MyFIRST MySQL

Posted on Thu 01 October 2015 in blog

Description

In this post, my goals are: 1. Get a SQL database using bash 2. Try some basic SQL commands I'll be using a public database of population statistics (from this site).

First, get the data using bash

sudo mysql -uroot
wget http://downloads.mysql.com/docs/world.sql.zip
unzip world.sql.zip

Now, use mysql scripts to create/load the database

mysql> /*This is a comment*/
mysql> CREATE database world;
mysql> USE world;
mysql> SOURCE /home/ubuntu/world.sql;

Toes dipping slowly into the water

So what's in the database? Let's take a look.

mysql> show tables;
+-----------------+
| Tables_in_world |
+-----------------+
| City            |
| Country         |
| CountryLanguage |
+-----------------+
3 rows in set (0.00 sec)

Looks like there are three tables within world. Let's explore one of the tables, City.

mysql> select * from City limit 10;
+----+----------------+-------------+---------------+------------+
| ID | Name           | CountryCode | District      | Population |
+----+----------------+-------------+---------------+------------+
|  1 | Kabul          | AFG         | Kabol         |    1780000 |
|  2 | Qandahar       | AFG         | Qandahar      |     237500 |
|  3 | Herat          | AFG         | Herat         |     186800 |
|  4 | Mazar-e-Sharif | AFG         | Balkh         |     127800 |
|  5 | Amsterdam      | NLD         | Noord-Holland |     731200 |
|  6 | Rotterdam      | NLD         | Zuid-Holland  |     593321 |
|  7 | Haag           | NLD         | Zuid-Holland  |     440900 |
|  8 | Utrecht        | NLD         | Utrecht       |     234323 |
|  9 | Eindhoven      | NLD         | Noord-Brabant |     201843 |
| 10 | Tilburg        | NLD         | Noord-Brabant |     193238 |
+----+----------------+-------------+---------------+------------+
10 rows in set (0.00 sec)

What are the top ten biggest cities in the dataset?

mysql> select CountryCode, Name, Population from City
    -> order by population desc
    -> limit 10;
+-------------+-------------------+------------+
| CountryCode | Name              | Population |
+-------------+-------------------+------------+
| IND         | Mumbai (Bombay)   |   10500000 |
| KOR         | Seoul             |    9981619 |
| BRA         | São Paulo         |    9968485 |
| CHN         | Shanghai          |    9696300 |
| IDN         | Jakarta           |    9604900 |
| PAK         | Karachi           |    9269265 |
| TUR         | Istanbul          |    8787958 |
| MEX         | Ciudad de México  |    8591309 |
| RUS         | Moscow            |    8389200 |
| USA         | New York          |    8008278 |
+-------------+-------------------+------------+
10 rows in set (0.01 sec)

How many cities are there in the dataset?
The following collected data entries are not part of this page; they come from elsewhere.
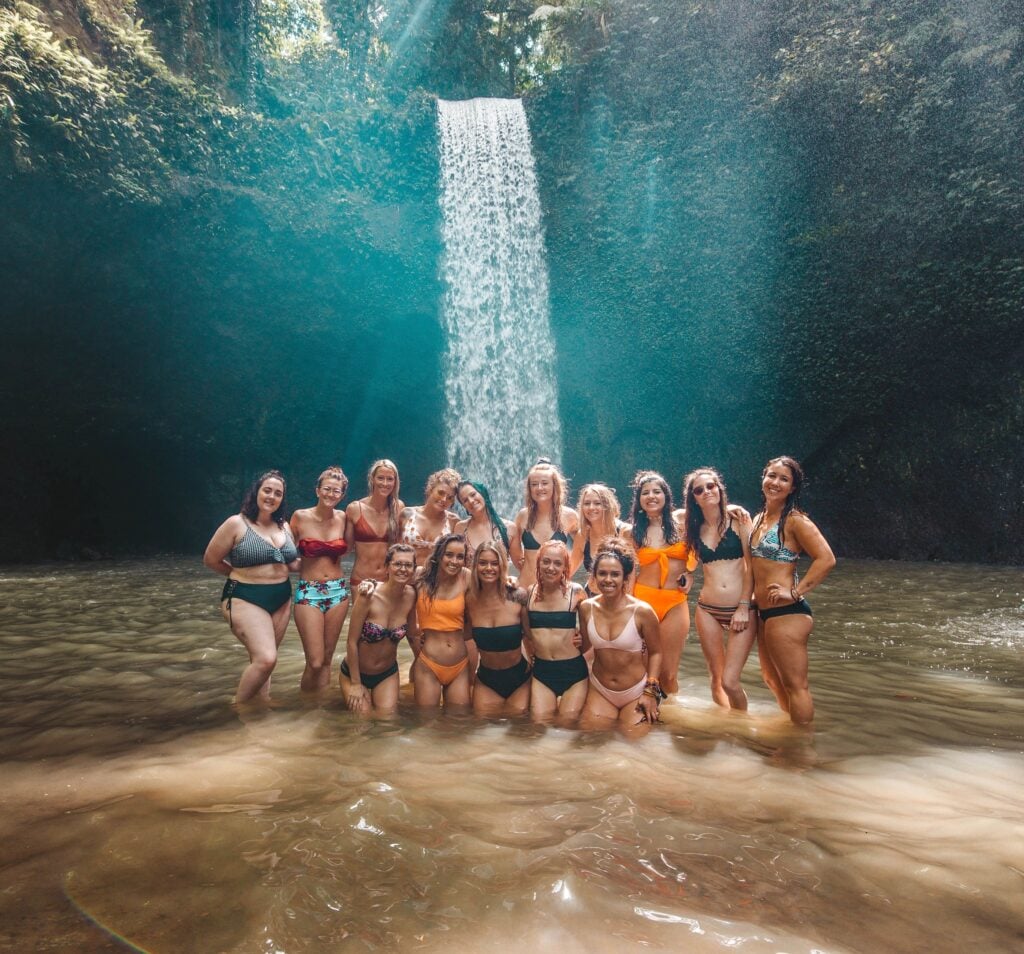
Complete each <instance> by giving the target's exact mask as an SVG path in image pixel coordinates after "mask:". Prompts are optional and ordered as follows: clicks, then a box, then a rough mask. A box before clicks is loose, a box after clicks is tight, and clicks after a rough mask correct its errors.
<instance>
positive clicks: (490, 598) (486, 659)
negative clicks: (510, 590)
mask: <svg viewBox="0 0 1024 954" xmlns="http://www.w3.org/2000/svg"><path fill="white" fill-rule="evenodd" d="M508 571H509V563H508V558H507V557H506V556H505V550H504V549H503V548H502V547H501V545H500V544H497V543H495V541H494V540H484V541H483V543H482V544H480V545H479V546H478V547H477V548H476V552H475V553H474V554H473V569H472V575H471V577H470V582H469V590H468V591H467V592H466V613H467V617H468V621H469V625H470V633H471V635H472V639H473V642H474V643H475V644H476V648H477V650H478V652H479V655H480V666H479V668H478V669H477V670H476V682H475V683H474V685H473V711H474V712H476V714H478V716H498V714H505V716H518V714H521V713H522V712H525V711H526V708H527V706H528V705H529V665H528V664H527V663H526V657H525V656H524V655H523V654H522V616H521V611H522V605H521V600H519V601H517V600H516V599H515V597H516V594H517V593H518V594H521V593H522V591H516V590H513V591H511V592H510V591H509V578H508Z"/></svg>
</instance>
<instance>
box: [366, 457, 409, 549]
mask: <svg viewBox="0 0 1024 954" xmlns="http://www.w3.org/2000/svg"><path fill="white" fill-rule="evenodd" d="M382 467H386V468H387V469H388V470H390V471H394V489H393V490H392V491H391V492H390V493H389V494H388V495H387V541H388V543H389V544H393V543H395V541H396V540H397V539H398V529H399V520H398V500H399V497H398V493H399V491H400V489H401V478H400V477H399V476H398V466H397V465H396V464H395V463H394V461H389V460H388V459H387V458H381V459H380V460H379V461H374V463H373V464H371V465H370V470H368V471H367V491H368V492H369V494H370V495H371V496H373V495H374V475H375V474H376V473H377V471H379V470H380V469H381V468H382Z"/></svg>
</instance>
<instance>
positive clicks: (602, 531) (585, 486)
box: [577, 483, 623, 550]
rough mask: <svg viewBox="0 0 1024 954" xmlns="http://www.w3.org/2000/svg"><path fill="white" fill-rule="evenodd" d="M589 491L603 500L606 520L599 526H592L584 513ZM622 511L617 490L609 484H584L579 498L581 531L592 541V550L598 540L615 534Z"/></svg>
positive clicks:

How many countries?

mysql> select count(Name), count(distinct(CountryCode)) from City;
+-------------+------------------------------+
| count(Name) | count(distinct(CountryCode)) |
+-------------+------------------------------+
|        4079 |                          232 |
+-------------+------------------------------+
1 row in set (0.36 sec)

Looks like 4079 cities total and 232 countries.

What countries have the highest total populations?

mysql> select CountryCode, sum(Population) from City
    -> group by CountryCode
    -> order by sum(Population) desc
    -> limit 10;
+-------------+-----------------+
| CountryCode | sum(Population) |
+-------------+-----------------+
| CHN         |       175953614 |
| IND         |       123298526 |
| BRA         |        85876862 |
| USA         |        78625774 |
| JPN         |        77965107 |
| RUS         |        69150700 |
| MEX         |        59752521 |
| KOR         |        38999893 |
| IDN         |        37485695 |
| PAK         |        31546745 |
+-------------+-----------------+
10 rows in set (0.01 sec)